We consider learning in an adversarial Markov Decision Process (MDP) where the loss functions can change arbitrarily over $K$ episodes and the state space can be arbitrarily large. We assume that the Q-function of any policy is linear in some known features, that is, a linear function approximation exists. The best existing regret upper bound for this setting (Luo et al., 2021) is of order $\tilde{\mathcal O}(K^{2/3})$ (omitting all other dependencies), given access to a simulator. This paper provides two algorithms that improve the regret to $\tilde{\mathcal O}(\sqrt K)$ in the same setting. Our first algorithm makes use of a refined analysis of the Follow-the-Regularized-Leader (FTRL) algorithm with the log-barrier regularizer. This analysis allows the loss estimators to be arbitrarily negative and might be of independent interest. Our second algorithm develops a magnitude-reduced loss estimator, further removing the polynomial dependency on the number of actions in the first algorithm and leading to the optimal regret bound (up to logarithmic terms and dependency on the horizon). Moreover, we also extend the first algorithm to simulator-free linear MDPs, which achieves $\tilde{\mathcal O}(K^{8/9})$ regret and greatly improves over the best existing bound $\tilde{\mathcal O}(K^{14/15})$. This algorithm relies on a better alternative to the Matrix Geometric Resampling procedure by Neu & Olkhovskaya (2020), which could again be of independent interest.

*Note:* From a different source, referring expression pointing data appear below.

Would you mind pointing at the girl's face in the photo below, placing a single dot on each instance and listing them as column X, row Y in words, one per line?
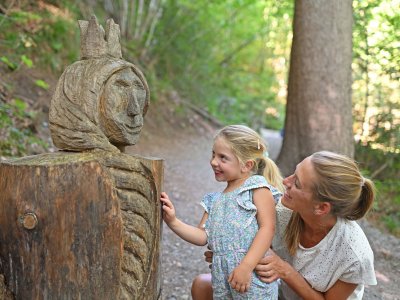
column 225, row 164
column 299, row 193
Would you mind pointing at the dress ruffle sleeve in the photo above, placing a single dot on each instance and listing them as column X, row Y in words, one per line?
column 208, row 200
column 245, row 194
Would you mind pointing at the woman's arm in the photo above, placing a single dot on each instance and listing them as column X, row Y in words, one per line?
column 273, row 267
column 241, row 275
column 191, row 234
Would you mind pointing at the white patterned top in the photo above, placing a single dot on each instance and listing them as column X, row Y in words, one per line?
column 344, row 254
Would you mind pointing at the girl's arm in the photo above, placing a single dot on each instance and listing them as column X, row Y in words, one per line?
column 241, row 275
column 191, row 234
column 273, row 267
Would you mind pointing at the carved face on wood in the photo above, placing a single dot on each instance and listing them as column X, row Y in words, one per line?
column 122, row 105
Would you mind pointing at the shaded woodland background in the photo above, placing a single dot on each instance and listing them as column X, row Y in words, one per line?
column 228, row 60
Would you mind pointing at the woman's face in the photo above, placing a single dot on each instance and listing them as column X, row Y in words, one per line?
column 121, row 107
column 299, row 193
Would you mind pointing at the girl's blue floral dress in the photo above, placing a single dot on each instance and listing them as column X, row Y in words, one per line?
column 231, row 227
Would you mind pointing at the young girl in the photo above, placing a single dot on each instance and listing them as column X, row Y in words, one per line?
column 238, row 224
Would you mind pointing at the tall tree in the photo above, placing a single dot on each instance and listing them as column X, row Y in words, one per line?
column 319, row 110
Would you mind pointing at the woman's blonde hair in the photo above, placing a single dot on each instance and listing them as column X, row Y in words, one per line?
column 247, row 145
column 340, row 183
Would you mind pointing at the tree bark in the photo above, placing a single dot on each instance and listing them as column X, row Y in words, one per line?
column 319, row 111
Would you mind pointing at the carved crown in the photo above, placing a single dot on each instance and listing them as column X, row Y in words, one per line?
column 97, row 43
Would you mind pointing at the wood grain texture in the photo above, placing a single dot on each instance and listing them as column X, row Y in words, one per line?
column 98, row 231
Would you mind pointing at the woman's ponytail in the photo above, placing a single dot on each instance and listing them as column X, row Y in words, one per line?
column 273, row 174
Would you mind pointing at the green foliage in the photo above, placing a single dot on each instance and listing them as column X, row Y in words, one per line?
column 16, row 131
column 9, row 63
column 221, row 55
column 42, row 35
column 376, row 68
column 384, row 168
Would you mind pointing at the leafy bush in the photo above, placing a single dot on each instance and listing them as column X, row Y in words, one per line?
column 384, row 169
column 17, row 132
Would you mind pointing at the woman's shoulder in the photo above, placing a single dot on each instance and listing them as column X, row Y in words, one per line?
column 352, row 237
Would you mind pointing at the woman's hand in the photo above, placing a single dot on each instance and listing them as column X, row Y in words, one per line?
column 169, row 214
column 240, row 278
column 272, row 267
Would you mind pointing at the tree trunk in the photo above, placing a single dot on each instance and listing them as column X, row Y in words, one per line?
column 319, row 111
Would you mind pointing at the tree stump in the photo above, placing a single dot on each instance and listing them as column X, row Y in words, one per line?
column 74, row 226
column 86, row 224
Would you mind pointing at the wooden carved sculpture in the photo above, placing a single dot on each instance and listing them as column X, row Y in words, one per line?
column 84, row 223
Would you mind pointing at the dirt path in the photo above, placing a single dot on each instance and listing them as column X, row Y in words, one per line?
column 188, row 177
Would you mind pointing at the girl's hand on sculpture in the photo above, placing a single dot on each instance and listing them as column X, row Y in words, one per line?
column 272, row 267
column 240, row 278
column 169, row 215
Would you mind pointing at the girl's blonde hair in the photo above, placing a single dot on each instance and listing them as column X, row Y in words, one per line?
column 247, row 145
column 340, row 183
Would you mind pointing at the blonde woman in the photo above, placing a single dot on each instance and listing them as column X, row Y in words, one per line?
column 320, row 252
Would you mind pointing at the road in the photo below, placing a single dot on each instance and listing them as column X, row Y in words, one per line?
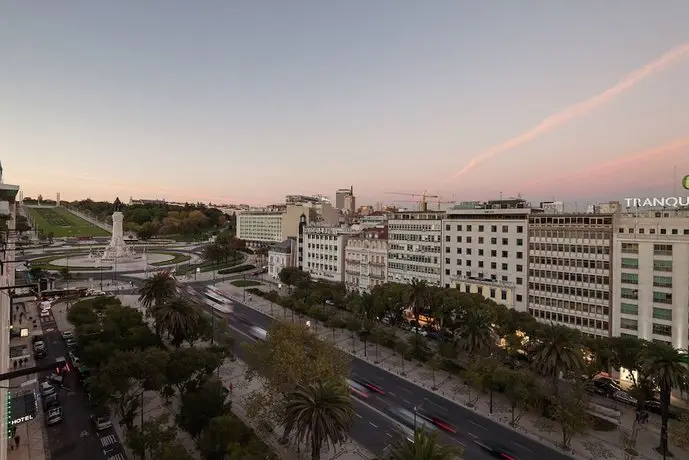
column 376, row 424
column 75, row 437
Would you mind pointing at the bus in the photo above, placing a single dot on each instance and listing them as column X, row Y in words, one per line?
column 217, row 302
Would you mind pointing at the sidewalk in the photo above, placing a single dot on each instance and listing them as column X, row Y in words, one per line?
column 32, row 434
column 591, row 445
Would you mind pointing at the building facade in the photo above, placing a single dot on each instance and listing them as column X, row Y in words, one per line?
column 570, row 270
column 366, row 260
column 414, row 246
column 8, row 214
column 651, row 277
column 260, row 228
column 485, row 250
column 324, row 251
column 283, row 255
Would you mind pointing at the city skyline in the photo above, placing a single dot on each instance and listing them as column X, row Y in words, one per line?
column 243, row 104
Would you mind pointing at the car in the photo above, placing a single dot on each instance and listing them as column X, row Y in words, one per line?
column 54, row 416
column 67, row 335
column 496, row 450
column 437, row 420
column 357, row 389
column 101, row 422
column 46, row 389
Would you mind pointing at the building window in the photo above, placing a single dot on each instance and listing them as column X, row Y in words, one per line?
column 662, row 313
column 662, row 281
column 662, row 265
column 629, row 309
column 662, row 297
column 662, row 329
column 630, row 263
column 662, row 249
column 630, row 278
column 630, row 248
column 629, row 324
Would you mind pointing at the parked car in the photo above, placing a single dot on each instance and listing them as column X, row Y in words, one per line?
column 101, row 423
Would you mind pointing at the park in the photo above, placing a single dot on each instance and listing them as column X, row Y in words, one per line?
column 61, row 223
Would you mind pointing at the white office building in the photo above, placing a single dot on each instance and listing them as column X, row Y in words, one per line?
column 485, row 250
column 366, row 260
column 651, row 277
column 324, row 251
column 570, row 270
column 414, row 246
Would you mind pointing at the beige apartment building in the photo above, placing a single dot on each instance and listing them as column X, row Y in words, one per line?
column 366, row 259
column 570, row 269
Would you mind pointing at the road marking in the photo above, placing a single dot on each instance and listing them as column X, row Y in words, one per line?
column 520, row 446
column 478, row 425
column 108, row 440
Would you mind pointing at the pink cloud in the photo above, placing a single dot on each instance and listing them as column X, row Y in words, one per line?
column 580, row 109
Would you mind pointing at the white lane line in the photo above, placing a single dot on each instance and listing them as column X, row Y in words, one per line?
column 522, row 447
column 478, row 425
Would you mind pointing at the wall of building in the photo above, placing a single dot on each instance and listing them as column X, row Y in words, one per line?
column 414, row 247
column 366, row 258
column 324, row 252
column 651, row 279
column 489, row 245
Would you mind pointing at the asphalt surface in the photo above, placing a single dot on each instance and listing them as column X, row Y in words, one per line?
column 376, row 423
column 75, row 437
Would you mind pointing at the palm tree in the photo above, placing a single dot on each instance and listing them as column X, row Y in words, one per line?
column 417, row 297
column 157, row 290
column 319, row 413
column 475, row 334
column 666, row 367
column 559, row 351
column 178, row 317
column 424, row 447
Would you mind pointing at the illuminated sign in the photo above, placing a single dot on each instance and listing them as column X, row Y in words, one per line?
column 658, row 202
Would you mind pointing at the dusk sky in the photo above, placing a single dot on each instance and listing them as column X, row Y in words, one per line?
column 245, row 102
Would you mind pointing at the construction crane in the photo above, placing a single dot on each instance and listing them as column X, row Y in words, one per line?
column 423, row 203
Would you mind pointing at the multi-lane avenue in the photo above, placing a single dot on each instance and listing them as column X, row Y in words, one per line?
column 376, row 422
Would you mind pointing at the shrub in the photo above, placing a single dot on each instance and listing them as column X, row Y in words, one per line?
column 237, row 269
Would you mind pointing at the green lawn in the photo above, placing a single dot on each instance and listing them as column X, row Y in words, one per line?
column 245, row 283
column 178, row 258
column 62, row 223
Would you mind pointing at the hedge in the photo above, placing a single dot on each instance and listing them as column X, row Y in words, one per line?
column 237, row 269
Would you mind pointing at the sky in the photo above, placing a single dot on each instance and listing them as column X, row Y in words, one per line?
column 245, row 102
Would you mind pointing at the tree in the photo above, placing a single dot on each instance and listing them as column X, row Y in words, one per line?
column 522, row 390
column 292, row 356
column 570, row 410
column 188, row 367
column 125, row 377
column 200, row 406
column 320, row 413
column 426, row 446
column 559, row 351
column 158, row 289
column 178, row 317
column 149, row 441
column 475, row 334
column 665, row 365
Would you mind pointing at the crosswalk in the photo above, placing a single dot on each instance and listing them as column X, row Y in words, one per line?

翻译：我们考虑在对抗性马尔可夫决策过程(MDP)中的学习问题，其中损失函数可在$K$幕中任意变化，且状态空间可任意大。我们假设任意策略的Q函数在已知特征下是线性的，即存在线性函数逼近。在该设置下（假定可访问模拟器），现有最佳遗憾上界（Luo等人，2021）为$\tilde{\mathcal O}(K^{2/3})$量级（忽略所有其他依赖性）。本文提出两种算法，将相同设置下的遗憾改进至$\tilde{\mathcal O}(\sqrt K)$。第一种算法采用带对数障碍正则化的Follow-the-Regularized-Leader (FTRL)算法的精化分析。该分析允许损失估计量为任意负值，可能具有独立研究价值。第二种算法开发了幅度缩减的损失估计量，进一步消除了第一种算法中对动作数量的多项式依赖性，并达到最优遗憾界（除对数项和水平依赖项外）。此外，我们将第一种算法扩展至无模拟器的线性MDP，实现了$\tilde{\mathcal O}(K^{8/9})$的遗憾，显著优于现有最佳界$\tilde{\mathcal O}(K^{14/15})$。该算法依赖于对Neu & Olkhovskaya（2020）的矩阵几何重采样过程的更优替代方案，该方案同样可能具有独立研究价值。